Aquino has called for the mid-term polls, in which thousands of local leaders plus national legislators will be elected, to be a referendum on his efforts to transform a corrupt political system and an underperforming economy.
"The president is asking voters to put their confidence in those on the administration slate to help him carry out the rest of his reform agenda," presidential spokeswoman Abigail Valte told AFP.
Aquino swept into power in 2010 on a promise to fight corruption that he blames for crushing poverty in the country of 100 million people.
Opinion polls show he remains one of the country's most popular presidents, with the Philippines enjoying economic growth faster than every other nation in the Asia-Pacific except for China.
But, with presidents only allowed to serve one term of six years, Aquino is in a rush to implement more ambitious reforms while making an enduring impact on graft.
Monday's elections -- in which more than 18,000 positions, from town councillors up to provincial governors and members of the legislature, are being contested -- are vital to shore up support for his efforts.
Most crucial is control of both houses of Congress.
Aquino is confident of securing big majorities in both houses from an alliance of a wide range of parties, enabling him to pass legislation much more easily than his first three years when he did not have control of the Senate.
One of Aquino's biggest reforms is a planned peace deal with Muslim rebels to end a decades-long insurgency in the south that has claimed an estimated 150,000 lives and curtailed economic growth.
The peace accord would require parliamentary endorsement.
Aquino's aides have also said he is focused on passing legislation that would expand the tax base, including from the mining sector, to pay for more social security services.
Nevertheless, amid the hope, the elections highlighted the enduring nature of many of the darkest traditions that have smothered Philippine politics since the end of Ferdinand Marcos's dictatorship in 1986.
The Philippines is infamous for a brutal brand of democracy where politicians -- particularly at local and provincial levels -- are willing to bribe, intimidate or kill to ensure they win.
On Monday, one person died when gunmen ambushed a busload of voters in the south, and another in clashes between rival politicians, according to local police. More than 60 people had been killed in pre-poll violence.
Meanwhile, a host of candidates with links to corruption or violence ran as candidates, part of a "culture of impunity" in which powerful figures easily skirt around the justice system.
Among them was Imelda Marcos, 83-year-old wife of the ex-dictator, who was widely expected to win a second term in the lower house representing a northern province which has for decades remained a family stronghold.

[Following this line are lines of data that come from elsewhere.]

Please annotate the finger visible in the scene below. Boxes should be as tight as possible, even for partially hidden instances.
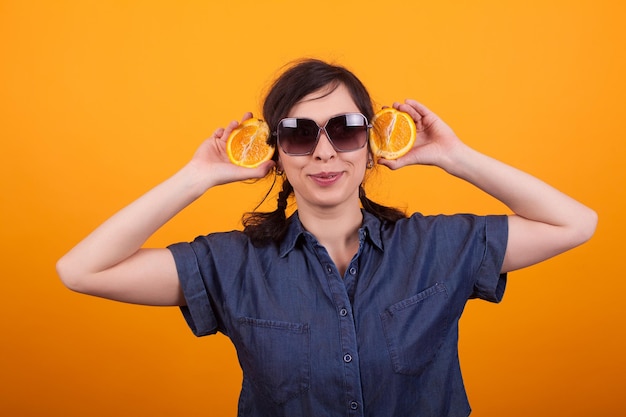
[394,103,423,124]
[370,158,400,170]
[220,120,239,139]
[211,127,224,139]
[241,160,276,178]
[404,99,434,117]
[241,111,252,123]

Joseph Estrada, a former president evicted in a popular uprising in 2001 and later convicted of committing plunder while in office, was running to become mayor of Manila, the nation's capital.
The Philippines is ruled by remarkably few families -- with roughly 70 percent of the members of current Congress belonging to a dynasty -- and polls showed the elite were set to become even more dominant.
Two of Aquino's relatives were among the 33 Senate candidates.
Reflecting sentiments across the country, voters at a Manila polling station said they would decide according to who could help them the most economically.
"I know he has a soft spot for the poor and if I need his help... I could approach him," Flordeliza Pastoral, 55, an emaciated slum dweller said of her plans to vote for Estrada.